New Zealand’s dollar slid 0.1 percent to 53.26 U.S. cents from 53.32 cents in New York. It fell 0.1 percent to 49.46 yen.
The Australian dollar advanced as U.S. lawmakers approached agreement on bridge loans for General Motors Corp. and Chrysler LLC to help the automakers survive this month. President-elect Obama said at a press conference in Chicago on Dec. 6 that he will boost investment in roads, bridges and public buildings to create and preserve 2.5 million jobs.
New Zealand’s Prime Minister Key said yesterday that the kiwi “will print with a four in front of it at some point against the U.S. dollar, and probably a seven when it comes to the Australian cross rate,” on Television in New Zealand’s Agenda Program. The currency fell 0.7 percent to 81.87 Australian cents and touched 81.52, the lowest since Sept. 26.
“The market’s priced in that, over a several-month horizon, the kiwi is going to be weaker,” said Imre Speizer, a market strategist in Wellington with Westpac Banking Corp. “It’s slightly unusual the Prime Minister said it, but apart from that it’s nothing new.”
Westpac forecasts that New Zealand’s dollar will bottom at close to 45 U.S. cents in the first quarter and then climb to about 56 cents by the end of 2009. It will fall to a low of 80 Australian cents by the middle of next year, the bank said.
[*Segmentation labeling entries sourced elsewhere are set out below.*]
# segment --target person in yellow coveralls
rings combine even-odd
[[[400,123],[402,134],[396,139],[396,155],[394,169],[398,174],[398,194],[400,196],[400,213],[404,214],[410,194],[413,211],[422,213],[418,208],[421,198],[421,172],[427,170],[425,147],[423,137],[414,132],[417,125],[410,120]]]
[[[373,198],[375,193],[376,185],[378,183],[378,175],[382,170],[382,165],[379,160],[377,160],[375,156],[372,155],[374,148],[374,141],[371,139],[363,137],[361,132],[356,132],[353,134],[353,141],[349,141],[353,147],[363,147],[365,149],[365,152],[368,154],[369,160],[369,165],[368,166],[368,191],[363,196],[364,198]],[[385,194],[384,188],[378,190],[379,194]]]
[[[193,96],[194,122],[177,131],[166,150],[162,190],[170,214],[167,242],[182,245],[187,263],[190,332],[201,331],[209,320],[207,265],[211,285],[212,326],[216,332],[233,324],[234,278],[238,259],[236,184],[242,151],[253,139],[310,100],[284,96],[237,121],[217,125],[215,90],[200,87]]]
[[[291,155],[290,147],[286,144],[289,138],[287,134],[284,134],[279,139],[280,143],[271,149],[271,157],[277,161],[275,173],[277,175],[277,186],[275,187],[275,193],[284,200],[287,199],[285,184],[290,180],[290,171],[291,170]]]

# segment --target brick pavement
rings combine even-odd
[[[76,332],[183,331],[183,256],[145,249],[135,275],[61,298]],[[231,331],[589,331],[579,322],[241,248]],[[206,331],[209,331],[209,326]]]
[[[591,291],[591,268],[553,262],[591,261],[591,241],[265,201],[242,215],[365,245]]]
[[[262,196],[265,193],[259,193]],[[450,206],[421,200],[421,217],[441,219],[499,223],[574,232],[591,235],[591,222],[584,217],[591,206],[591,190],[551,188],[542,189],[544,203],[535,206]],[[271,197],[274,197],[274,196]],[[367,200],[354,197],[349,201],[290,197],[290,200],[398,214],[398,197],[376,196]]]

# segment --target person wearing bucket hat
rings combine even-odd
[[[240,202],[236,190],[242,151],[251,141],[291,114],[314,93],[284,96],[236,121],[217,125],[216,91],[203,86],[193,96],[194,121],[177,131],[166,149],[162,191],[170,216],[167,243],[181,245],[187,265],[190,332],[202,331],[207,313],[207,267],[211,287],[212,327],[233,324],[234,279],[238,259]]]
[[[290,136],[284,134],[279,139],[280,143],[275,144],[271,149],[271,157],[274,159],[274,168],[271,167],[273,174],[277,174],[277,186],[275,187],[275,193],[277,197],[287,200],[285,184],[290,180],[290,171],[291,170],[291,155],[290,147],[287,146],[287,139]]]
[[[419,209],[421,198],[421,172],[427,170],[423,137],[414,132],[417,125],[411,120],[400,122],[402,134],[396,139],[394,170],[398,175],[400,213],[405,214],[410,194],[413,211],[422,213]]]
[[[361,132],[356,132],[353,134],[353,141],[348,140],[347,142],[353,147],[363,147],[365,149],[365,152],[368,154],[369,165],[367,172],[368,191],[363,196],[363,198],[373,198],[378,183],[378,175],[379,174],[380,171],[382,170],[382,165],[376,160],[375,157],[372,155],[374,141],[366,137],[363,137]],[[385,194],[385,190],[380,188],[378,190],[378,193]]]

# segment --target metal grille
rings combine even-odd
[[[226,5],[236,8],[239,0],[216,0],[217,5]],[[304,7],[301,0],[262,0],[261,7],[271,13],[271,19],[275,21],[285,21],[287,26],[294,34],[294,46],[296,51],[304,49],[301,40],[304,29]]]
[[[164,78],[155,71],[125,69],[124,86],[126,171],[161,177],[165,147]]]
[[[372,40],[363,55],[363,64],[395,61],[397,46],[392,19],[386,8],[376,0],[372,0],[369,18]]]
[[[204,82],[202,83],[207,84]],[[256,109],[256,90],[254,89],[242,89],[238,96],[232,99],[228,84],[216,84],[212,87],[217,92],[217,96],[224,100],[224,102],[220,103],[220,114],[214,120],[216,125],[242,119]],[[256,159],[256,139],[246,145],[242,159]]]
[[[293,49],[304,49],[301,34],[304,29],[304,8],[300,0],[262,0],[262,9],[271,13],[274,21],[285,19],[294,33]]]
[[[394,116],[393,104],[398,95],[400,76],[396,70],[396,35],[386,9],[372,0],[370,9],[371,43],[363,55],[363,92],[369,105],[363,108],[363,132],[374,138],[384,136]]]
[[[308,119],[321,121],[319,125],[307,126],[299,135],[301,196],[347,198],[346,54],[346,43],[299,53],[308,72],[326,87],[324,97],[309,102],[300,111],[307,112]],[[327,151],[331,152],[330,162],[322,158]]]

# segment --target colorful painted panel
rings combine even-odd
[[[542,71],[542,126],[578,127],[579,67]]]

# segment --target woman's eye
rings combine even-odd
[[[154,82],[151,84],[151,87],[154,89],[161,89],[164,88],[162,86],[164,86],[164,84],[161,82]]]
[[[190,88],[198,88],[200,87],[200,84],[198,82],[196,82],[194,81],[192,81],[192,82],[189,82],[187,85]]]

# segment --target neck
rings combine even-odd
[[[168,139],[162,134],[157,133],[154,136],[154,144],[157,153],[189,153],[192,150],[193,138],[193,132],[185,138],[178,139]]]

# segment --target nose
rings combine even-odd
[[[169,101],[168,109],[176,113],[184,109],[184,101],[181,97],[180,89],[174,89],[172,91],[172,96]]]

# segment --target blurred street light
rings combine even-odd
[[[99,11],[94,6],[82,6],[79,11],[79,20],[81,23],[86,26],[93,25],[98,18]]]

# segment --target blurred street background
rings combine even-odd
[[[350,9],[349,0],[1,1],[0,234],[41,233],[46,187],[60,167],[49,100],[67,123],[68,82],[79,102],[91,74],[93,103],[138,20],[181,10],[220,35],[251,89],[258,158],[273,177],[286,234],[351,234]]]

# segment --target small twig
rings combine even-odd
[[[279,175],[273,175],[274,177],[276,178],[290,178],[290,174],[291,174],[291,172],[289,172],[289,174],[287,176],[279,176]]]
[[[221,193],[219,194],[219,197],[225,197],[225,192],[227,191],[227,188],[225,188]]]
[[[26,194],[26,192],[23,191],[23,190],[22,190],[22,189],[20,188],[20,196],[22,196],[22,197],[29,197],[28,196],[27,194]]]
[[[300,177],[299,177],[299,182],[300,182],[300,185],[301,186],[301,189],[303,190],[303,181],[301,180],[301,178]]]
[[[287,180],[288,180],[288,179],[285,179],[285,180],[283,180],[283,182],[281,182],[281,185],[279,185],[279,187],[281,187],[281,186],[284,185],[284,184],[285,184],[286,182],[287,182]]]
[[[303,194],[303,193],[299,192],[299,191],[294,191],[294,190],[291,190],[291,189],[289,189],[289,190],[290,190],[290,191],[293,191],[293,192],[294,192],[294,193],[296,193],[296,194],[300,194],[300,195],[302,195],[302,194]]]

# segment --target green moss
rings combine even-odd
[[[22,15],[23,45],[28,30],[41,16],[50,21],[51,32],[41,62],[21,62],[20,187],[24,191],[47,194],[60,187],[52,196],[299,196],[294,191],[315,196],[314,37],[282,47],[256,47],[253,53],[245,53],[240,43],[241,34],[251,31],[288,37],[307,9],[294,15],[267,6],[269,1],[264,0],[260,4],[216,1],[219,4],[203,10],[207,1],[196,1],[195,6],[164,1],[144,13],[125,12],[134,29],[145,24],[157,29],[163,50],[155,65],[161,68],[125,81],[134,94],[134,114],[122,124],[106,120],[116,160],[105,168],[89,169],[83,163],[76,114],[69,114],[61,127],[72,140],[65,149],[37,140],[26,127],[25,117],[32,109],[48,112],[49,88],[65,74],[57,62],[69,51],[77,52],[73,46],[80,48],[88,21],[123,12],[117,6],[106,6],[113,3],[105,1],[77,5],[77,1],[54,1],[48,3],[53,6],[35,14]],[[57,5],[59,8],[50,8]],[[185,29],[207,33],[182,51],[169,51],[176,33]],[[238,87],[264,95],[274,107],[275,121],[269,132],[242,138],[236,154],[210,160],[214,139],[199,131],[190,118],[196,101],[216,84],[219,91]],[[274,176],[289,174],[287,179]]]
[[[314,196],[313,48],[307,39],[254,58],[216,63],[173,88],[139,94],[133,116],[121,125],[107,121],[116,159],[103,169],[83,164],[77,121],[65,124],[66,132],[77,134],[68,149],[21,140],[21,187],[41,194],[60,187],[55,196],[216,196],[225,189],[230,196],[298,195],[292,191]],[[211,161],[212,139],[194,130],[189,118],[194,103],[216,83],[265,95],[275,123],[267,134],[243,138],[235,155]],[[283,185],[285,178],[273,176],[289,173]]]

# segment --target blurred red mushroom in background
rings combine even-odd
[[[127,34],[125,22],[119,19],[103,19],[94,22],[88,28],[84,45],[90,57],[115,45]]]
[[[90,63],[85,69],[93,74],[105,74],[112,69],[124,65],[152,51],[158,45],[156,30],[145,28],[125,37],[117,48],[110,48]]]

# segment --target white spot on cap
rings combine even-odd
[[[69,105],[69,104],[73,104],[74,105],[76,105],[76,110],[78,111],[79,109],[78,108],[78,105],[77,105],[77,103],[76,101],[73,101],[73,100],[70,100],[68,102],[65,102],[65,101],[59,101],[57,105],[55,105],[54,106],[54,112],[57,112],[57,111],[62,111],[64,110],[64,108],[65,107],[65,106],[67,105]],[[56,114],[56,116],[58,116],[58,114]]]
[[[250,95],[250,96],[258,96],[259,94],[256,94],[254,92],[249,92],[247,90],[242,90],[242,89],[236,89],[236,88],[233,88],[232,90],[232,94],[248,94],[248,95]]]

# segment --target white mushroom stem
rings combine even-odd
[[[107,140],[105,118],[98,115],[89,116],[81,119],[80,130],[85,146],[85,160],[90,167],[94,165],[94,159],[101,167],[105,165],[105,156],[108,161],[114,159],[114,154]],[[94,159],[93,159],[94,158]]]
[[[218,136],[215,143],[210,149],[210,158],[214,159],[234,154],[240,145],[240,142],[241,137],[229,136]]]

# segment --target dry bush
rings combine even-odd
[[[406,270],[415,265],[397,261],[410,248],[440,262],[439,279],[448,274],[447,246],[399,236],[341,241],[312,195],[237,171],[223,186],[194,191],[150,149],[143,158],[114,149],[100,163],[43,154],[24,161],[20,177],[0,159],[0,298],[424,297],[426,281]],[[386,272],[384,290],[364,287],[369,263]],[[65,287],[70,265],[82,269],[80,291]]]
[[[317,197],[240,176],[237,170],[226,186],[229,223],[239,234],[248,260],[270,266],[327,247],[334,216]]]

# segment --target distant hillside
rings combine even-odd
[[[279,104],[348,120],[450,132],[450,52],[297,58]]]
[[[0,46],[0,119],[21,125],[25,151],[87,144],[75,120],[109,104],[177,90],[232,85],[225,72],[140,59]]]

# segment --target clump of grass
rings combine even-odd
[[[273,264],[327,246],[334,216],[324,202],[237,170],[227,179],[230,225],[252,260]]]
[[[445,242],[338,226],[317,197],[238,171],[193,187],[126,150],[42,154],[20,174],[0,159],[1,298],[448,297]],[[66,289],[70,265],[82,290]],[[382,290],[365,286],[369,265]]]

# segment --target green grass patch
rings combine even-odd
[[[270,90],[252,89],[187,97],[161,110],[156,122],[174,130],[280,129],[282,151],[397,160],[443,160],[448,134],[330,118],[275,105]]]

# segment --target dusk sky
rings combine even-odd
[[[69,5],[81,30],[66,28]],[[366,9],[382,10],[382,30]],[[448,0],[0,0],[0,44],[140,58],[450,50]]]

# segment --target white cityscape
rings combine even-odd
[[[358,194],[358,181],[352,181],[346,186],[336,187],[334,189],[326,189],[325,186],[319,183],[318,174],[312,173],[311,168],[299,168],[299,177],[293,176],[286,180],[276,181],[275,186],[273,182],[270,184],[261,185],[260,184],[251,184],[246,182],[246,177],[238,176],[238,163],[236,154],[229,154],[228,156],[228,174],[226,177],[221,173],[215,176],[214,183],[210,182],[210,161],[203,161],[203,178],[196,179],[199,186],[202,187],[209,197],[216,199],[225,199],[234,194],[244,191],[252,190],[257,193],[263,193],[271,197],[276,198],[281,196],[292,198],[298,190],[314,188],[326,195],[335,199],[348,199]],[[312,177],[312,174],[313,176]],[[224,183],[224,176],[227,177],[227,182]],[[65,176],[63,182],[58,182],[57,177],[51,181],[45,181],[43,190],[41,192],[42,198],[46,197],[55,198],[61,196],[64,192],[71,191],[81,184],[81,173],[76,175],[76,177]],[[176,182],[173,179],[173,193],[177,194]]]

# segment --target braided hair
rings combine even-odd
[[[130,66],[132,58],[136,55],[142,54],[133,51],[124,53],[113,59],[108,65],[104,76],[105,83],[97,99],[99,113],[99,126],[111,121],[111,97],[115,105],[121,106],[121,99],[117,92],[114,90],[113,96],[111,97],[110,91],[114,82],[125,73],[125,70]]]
Gains in the Australian dollar may be limited this week before a report that economists say will show the number of people employed fell 15,000, according to a Bloomberg News survey. The unemployment rate is forecast to rise to 4.4 percent, the highest since November 2007, from 4.3 percent. The statistics bureau will release the report on Dec. 11.
Job Ads Drop
Australian job-vacancy advertisements fell for a seventh month in November, led by a record drop in newspaper notices, according to an Australia & New Zealand Banking Group Ltd. report released today in Melbourne. Newspaper ads fell over the last two months by the most in the 30-year history of the survey, the bank said.
Futures traders increased their bets that the Australian dollar will decline against the greenback, figures from the Washington-based Commodity Futures Trading Commission show. The difference in the number of wagers by hedge funds and other large speculators on a decline in the Australian currency compared with those on a gain -- so-called net shorts -- was 9,878 on Dec. 2, compared with net shorts of 8,624 a week earlier.
Australian government bonds declined. The yield on the 10- year note rose 3 basis points, or 0.03 percentage point, to 4.31 percent, according to data compiled by Bloomberg. The price of the 5.25 percent security due March 2019 fell 0.28, or A$2.8 per A$1,000 face amount, at 107.687.
New Zealand’s two-year swap rate, a fixed payment made to receive floating rates, fell to 4.75 percent from 4.78 on Dec. 5.